KP16 Keypad Driver

Hello!
My apologies if this is posted in the wrong spot or is totally off-topic, but I’m sure it’ll all work out.

I have a dilemma. In my possession is the discontinued KP16 keypad, which is normally used by being plugged into a main (GHI) board. Then, code is written to poll these keys through some implementation provided by Gadgeteer.
What I’m trying to do is take input from the keypad through GPIO on a non-GHI controller by polling the GPIO for highs and lows.

This means that when I press a key, I need to know exactly what pins on the KP16 board go high and which pins go low so that I can write my own driver for the controller that I am using.
I would really rather not shove wires into my cable coming off the KP16 and use a DMM to probe every single pin for every single key. If anyone already has this mapping, or if the current drivers are available to be viewed, it would save me a great deal of time.

Thanks!

@ andre.m - Thank you. This definitely feels like a step in the right direction. However, I can’t seem to find a code snippet for the retrieval of pin statuses. Unless they’re going some totally different route or I’m just glossing over it, I really don’t see anything that will help me here.

@ andre.m - No, IsKeyPressed is part of Gadgeteer’s implementations. Sorry if my question was unclear, I basically need to write my own IsKeyPressed. For this I need a list or similar of given voltages. For instance, something like:
“Key 1 pressed:
PIN3(A0) LOW
PIN4(A1) LOW
PIN5(ROW1) HIGH
PIN6(ROW2) HIGH
PIN7(ROW3) LOW
PIN8(ROW4) HIGH”

Or, even code that shows this happening would be fine too. I don’t mind doing a little… interpreting?

Seeing as the hardware is open source, I was hoping that this kind of information was available.
What do you think?

The link provided by @ andre.m is the source code for the driver. It contains all the information you need to be able to port it to whatever hardware you are using.

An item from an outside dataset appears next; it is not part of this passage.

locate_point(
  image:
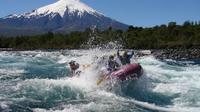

Perhaps I’m reading this code wrong?..
I’m looking in the /Main/Modules/GHIElectronics/Keypad KP16/Software/ directory. Would you mind pointing me to a specific file here that you are talking about?

http://gadgeteer.codeplex.com/SourceControl/latest#Main/Modules/GHIElectronics/Keypad KP16/Software/Keypad KP16/Keypad_KP16_43/Keypad_KP16_43.cs

This is the Gadgeteer driver source code for that module. (Edit Looks like the url isn’t being detected correctly but basically look at the Keypad_KP16_43.cs file)

Wow. What an adventure I just had. Thanks for the direction Sprigo, I had just kind of glanced over that part of the files (it actually exists in a couple of files in that directory).

Turns out, A0 and A1 are inputs. They specify what keys could be pressed for a given 2 bit state (2 bits = 4 states -> four columns). So, polling row 3, for example, will give you a different readout depending on if the inputs are given a 00, 01, 10, or 11.
I just tested it by hooking it all up and probing it out.

How strange, though. Because the keypad isn’t debounced and must be polled, this means my resulting code will have to flick 2 GPIO pins HIGH and LOW at the rate of… what, 10-30 mS depending on existing state? Very interesting indeed. This must have been necessary to keep a common connector and to keep the keypad as intelligence-free as possible. Or maybe some other reasons.

Anyhow, thank you both, (Sprigo and andre.m). I learned something today :slight_smile: Sorry for all the confusion.